Die wichtigste Frage wurde beim Einlaufen der Mannschaften beantwortet: Der 1. FC Nürnberg war wirklich mit Torwart nach Köln gereist. Nach dem Ausfall der Nummer eins (Raphael Schäfer) und der Nummer zwei (Patrick Rakovsky) stand beim Club diesmal Alexander Stephan zwischen den Pfosten - obwohl der an gleicher Stelle vor eineinhalb Jahren ein denkwürdiges Spiel erlebt hatte: Nach dem 0:3 im Dezember 2009 bei zum Teil dichtem Schneetreiben musste der damalige Nürnberger Trainer Michael Oenning gehen. Und Stephans Karriere wurde unterbrochen, noch bevor sie begonnen hatte.

Kölns Torwart Michael Rensing ist stinksauer auf seinen Mitspieler Adil Chihi, weil der ihm zu oft und zu viel vor dem eigenen Strafraum dribbelt. (Foto: dapd)

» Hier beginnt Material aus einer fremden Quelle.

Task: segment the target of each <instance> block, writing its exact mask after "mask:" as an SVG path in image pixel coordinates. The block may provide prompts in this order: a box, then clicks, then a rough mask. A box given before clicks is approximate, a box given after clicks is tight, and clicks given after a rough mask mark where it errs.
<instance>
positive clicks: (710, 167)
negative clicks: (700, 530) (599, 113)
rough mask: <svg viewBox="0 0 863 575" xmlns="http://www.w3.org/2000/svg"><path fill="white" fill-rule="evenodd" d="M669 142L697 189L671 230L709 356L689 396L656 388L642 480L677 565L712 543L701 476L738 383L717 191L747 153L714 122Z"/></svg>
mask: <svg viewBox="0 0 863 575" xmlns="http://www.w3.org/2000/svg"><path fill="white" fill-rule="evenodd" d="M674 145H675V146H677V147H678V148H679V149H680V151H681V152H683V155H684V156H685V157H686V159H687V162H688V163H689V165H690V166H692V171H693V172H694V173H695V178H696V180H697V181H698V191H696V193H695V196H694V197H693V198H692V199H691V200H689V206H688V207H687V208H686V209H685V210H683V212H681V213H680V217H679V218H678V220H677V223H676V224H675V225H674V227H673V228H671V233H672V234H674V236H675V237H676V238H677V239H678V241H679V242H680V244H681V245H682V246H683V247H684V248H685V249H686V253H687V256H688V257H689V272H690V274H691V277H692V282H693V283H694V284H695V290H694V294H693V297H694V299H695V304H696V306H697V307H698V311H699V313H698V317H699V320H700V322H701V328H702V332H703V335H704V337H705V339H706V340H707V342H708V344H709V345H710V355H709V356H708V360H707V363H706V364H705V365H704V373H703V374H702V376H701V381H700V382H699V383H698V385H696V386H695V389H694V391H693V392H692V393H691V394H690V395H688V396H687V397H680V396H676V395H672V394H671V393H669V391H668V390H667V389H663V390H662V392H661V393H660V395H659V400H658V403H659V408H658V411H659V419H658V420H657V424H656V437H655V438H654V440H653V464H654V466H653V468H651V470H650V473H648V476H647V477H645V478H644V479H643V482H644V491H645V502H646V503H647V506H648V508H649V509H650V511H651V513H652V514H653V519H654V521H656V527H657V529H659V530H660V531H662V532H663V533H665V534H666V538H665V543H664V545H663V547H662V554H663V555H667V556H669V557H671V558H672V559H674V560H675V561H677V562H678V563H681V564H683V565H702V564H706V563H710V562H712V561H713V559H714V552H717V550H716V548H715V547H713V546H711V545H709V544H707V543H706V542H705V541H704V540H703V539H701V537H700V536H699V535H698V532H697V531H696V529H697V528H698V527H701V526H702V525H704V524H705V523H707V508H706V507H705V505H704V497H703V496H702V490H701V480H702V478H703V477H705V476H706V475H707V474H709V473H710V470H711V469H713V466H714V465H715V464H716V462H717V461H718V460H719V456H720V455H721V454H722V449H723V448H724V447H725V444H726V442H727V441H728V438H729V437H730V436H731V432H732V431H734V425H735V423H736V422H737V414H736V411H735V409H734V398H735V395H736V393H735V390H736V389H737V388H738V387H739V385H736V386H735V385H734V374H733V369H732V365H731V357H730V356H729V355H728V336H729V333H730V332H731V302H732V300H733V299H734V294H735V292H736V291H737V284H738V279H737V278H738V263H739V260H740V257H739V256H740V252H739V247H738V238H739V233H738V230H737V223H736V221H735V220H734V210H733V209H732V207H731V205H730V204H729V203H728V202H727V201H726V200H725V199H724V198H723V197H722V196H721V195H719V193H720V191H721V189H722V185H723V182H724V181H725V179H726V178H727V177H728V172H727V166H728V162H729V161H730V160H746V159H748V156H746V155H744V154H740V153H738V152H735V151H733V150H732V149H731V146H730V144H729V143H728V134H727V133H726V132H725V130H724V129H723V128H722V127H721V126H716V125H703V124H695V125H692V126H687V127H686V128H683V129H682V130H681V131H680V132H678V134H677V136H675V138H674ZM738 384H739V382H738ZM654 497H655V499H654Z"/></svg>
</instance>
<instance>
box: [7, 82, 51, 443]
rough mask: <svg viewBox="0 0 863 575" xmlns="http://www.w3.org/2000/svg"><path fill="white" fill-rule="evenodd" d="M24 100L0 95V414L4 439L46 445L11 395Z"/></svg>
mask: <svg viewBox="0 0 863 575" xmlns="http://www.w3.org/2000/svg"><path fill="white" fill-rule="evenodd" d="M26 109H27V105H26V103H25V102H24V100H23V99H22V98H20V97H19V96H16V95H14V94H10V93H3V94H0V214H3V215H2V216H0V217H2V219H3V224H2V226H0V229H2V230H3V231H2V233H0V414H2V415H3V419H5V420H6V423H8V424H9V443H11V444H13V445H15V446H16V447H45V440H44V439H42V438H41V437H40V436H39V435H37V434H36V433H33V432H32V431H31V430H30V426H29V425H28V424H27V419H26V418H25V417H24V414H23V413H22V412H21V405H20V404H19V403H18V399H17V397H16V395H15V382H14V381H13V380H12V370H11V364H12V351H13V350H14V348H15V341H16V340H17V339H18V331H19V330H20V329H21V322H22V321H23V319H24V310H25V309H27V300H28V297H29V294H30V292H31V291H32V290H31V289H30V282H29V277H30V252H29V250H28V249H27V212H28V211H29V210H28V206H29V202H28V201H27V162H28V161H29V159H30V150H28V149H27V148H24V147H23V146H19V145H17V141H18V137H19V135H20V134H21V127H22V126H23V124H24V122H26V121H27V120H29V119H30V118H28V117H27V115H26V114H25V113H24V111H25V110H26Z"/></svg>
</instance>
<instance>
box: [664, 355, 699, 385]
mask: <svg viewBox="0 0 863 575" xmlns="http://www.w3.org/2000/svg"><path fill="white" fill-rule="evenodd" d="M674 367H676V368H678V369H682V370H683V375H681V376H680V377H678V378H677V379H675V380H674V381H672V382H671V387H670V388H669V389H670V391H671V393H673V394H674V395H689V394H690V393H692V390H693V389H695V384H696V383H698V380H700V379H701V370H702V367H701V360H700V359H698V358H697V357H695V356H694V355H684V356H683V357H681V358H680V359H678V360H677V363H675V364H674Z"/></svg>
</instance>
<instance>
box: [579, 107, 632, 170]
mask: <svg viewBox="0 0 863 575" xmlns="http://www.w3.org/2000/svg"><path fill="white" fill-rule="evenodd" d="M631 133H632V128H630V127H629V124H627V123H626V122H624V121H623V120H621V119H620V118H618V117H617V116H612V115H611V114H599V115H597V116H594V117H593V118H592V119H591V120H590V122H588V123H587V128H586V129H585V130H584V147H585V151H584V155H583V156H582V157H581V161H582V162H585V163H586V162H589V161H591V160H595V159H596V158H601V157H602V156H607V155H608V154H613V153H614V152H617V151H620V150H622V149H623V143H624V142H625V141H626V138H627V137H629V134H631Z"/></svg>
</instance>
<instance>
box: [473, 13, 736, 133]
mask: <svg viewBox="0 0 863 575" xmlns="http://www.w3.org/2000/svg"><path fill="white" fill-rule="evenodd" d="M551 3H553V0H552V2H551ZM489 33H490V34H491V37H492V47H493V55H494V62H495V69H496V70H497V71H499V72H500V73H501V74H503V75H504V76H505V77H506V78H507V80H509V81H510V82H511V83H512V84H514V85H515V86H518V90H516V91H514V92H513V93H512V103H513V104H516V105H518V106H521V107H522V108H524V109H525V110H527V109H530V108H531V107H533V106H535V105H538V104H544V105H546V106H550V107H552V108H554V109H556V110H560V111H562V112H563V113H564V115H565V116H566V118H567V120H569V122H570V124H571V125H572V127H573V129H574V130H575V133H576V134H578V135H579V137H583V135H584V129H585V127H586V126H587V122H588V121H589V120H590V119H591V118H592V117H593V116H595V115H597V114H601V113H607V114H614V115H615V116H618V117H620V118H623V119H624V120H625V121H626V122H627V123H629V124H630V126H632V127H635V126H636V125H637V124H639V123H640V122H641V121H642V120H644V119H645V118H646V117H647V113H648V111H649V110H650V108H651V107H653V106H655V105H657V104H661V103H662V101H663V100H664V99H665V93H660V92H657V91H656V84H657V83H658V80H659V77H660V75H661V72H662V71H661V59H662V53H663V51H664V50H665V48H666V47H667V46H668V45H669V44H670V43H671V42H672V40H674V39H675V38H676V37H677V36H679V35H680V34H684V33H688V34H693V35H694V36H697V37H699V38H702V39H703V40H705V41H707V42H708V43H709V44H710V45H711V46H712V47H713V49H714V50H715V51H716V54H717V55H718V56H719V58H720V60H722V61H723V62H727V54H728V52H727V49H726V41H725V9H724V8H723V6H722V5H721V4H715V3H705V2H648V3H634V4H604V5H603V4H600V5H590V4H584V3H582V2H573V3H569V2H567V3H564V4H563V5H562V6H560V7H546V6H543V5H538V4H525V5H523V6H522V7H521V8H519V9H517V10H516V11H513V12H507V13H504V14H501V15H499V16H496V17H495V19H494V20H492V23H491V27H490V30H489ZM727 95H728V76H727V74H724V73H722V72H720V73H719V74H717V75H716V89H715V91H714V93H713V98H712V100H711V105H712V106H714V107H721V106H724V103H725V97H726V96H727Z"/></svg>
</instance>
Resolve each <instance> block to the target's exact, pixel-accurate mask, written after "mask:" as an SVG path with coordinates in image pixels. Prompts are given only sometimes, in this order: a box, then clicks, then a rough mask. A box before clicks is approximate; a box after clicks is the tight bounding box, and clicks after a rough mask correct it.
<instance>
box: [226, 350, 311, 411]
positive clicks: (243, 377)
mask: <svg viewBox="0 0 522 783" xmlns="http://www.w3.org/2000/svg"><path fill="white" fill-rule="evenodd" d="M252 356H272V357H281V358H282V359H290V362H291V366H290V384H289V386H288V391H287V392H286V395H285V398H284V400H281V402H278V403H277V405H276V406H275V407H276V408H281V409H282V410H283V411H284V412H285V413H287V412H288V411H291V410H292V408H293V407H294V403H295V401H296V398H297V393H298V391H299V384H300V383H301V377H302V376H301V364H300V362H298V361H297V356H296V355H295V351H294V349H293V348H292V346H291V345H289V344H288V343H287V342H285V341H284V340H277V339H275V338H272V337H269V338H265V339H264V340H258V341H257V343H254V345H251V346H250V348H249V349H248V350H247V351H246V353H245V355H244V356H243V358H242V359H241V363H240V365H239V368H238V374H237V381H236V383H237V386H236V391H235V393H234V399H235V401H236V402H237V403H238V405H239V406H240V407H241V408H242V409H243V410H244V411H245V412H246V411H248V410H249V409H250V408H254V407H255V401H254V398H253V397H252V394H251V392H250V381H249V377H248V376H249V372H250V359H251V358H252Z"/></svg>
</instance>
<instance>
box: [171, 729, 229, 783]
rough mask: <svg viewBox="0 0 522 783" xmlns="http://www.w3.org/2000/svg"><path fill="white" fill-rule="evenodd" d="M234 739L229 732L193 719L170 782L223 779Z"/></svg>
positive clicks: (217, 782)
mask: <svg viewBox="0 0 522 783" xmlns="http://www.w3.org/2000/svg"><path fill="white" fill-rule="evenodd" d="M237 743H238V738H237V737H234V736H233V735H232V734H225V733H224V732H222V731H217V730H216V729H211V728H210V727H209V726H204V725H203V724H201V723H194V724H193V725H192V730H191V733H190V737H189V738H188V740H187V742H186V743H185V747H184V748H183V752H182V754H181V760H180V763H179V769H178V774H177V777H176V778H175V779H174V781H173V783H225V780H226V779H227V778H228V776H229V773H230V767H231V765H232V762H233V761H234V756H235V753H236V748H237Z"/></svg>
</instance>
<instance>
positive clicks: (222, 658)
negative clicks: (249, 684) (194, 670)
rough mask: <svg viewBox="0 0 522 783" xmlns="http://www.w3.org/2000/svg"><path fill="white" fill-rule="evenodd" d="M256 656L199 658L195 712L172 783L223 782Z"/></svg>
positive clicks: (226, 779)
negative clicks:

Sein zweiter Ausflug nach Köln war erfolgreicher: Durch einen 2:1 (2:1)-Erfolg in Köln rückte der Club auf Platz sieben vor. Stephan und beide Trainer waren sich danach einig, dass es "ein verdienter Erfolg" war, und während Nürnbergs Coach Dieter Hecking sein junges Team für seine Disziplin und Ruhe lobte, zeigte sich FC-Trainer Stale Solbakken am Spieltag nach dem ersten Saisonsieg (4:3 in Hamburg) "sehr, sehr enttäuscht. Dies war ein großer Rückschritt nach zwei guten Leistungen. Es war inakzeptabel."

Der offensiv ausgerichtete FC wirkte bräsig, während der Club von Beginn an flott kombinierte. Bereits nach 40 Sekunden wurde ein Einwurf in den Kölner Strafraum verlängert, wo Alexander Esswein nach einer schnellen Drehung direkt abschloss, aber nur den rechten Pfosten traf. Die Gastgeber versuchten nach kurzer Schockphase, sich ins Spiel zu ackern.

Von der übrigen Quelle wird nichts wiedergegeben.